De la adaptación de Sansegundo me sobra buena parte de las escenas exteriores, situadas en el patio de butacas (otro argumento a favor de la circularidad). No acabo de ver la función de la tejedora, que Raquel Varela interpreta como una Casandra con un extraño atavío a lo Caponata punki, muy vigorosa pero condenada a ralentizar la acción, y me parece excesiva (botafumeiro incluido) la reunión en la iglesia, con un buen trabajo del Monseñor (Camilo Rodríguez) y la grabación del Coro de Voces Graves de Madrid. Me gusta que Portillo y Sansegundo hayan mantenido la reiteración alucinatoria de algunas escenas, me gustan los redobles de los tambores de Calanda, me gusta la imagen de la sangre que brota del techo, me gusta la luz de Gómez-Cornejo y el vestuario de Marco Hernández, y aplaudo el coraje de los intérpretes, de los que quiero destacar también a Víctor Massán, un mayordomo con la elegancia de Claudio Brook; a Francesca Piñón, la anfitriona, que convierte en verdad todo lo que dice; el aura de misterio de la cabalista encarnada por Cristina Plazas y la violonchelista centroeuropea (Irene Rouco); la progresiva enajenación de María Alfonsa Rosso; la sobriedad del médico a cargo de Alex O’Dogherty, y la melancolía de Juan Calot en su doble papel de magnate y policía. Me gusta la violencia chulesca (aunque un poco desatada) de Juanma Lara, y creo que han dibujado con excesivos clichés, que rebajan su valía, a Inma Cuevas y Alfredo Noval. Hubo deserciones la noche que vi el montaje, pero el Español estaba lleno y se aplaudió mucho.

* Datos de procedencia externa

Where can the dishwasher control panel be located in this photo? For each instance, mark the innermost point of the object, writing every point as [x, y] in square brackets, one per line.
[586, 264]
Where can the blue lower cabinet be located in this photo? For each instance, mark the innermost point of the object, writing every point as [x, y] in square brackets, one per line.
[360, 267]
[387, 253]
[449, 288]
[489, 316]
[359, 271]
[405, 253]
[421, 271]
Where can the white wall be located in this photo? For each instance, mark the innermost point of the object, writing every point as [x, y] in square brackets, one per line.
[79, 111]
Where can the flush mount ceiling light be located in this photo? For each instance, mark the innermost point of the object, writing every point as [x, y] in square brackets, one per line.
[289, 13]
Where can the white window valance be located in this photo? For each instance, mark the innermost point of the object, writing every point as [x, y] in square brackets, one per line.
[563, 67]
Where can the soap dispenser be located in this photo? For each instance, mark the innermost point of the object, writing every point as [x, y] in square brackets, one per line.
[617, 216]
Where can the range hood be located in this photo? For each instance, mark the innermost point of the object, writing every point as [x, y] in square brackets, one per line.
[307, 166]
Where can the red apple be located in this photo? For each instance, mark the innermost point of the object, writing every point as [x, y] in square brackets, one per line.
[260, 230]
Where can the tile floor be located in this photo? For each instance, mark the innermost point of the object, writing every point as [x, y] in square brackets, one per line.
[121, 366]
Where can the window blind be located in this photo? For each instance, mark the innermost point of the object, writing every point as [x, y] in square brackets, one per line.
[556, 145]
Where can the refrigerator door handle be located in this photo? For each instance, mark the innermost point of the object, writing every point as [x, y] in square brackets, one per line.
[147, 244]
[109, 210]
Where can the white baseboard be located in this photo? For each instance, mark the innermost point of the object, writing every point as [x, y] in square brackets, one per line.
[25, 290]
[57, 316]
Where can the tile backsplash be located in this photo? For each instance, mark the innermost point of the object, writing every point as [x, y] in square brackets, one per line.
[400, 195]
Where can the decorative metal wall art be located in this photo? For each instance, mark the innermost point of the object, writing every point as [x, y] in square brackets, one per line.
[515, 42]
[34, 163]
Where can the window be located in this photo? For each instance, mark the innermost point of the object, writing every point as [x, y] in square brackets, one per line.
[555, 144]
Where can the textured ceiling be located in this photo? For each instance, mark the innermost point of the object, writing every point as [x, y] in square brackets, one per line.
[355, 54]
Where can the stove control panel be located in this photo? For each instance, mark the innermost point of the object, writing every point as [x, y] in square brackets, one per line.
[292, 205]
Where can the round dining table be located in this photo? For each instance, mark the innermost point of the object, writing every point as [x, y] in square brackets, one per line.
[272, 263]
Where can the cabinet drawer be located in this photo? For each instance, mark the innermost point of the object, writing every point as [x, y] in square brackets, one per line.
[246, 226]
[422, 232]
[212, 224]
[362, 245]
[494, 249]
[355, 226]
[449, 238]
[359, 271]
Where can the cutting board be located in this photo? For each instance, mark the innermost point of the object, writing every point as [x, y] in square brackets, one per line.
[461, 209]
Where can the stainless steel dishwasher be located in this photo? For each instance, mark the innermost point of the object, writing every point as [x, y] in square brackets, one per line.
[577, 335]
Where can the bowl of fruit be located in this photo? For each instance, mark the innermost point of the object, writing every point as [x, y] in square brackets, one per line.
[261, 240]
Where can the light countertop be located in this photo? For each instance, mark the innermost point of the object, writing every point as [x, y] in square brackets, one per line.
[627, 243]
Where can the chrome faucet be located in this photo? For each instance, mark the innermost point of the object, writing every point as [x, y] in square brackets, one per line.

Quizás, por cierto, la presunta maldición de la que hablaba al principio no se cumpla en clave musical: funcionó muy bien la versión operística de Thomas Adès con libreto de Tom Cairns (en Salzburgo, en 2016, y en la Royal Opera House londinense, el pasado año), y pinta muy bien el esperadísimo musical de Sondheim, mixtura de El ángel exterminador y El discreto encanto de la burguesía, cuyo estreno está previsto la próxima primavera en Broadway.
‘El ángel exterminador’, de Luis Buñuel y Luis Alcoriza. Teatro Español (Madrid). Dirección: Blanca Portillo. Intérpretes: Víctor Massán, Francesca Piñón, Cristina Plazas, Alex O’Dogherty y otros. Hasta el 25 de febrero.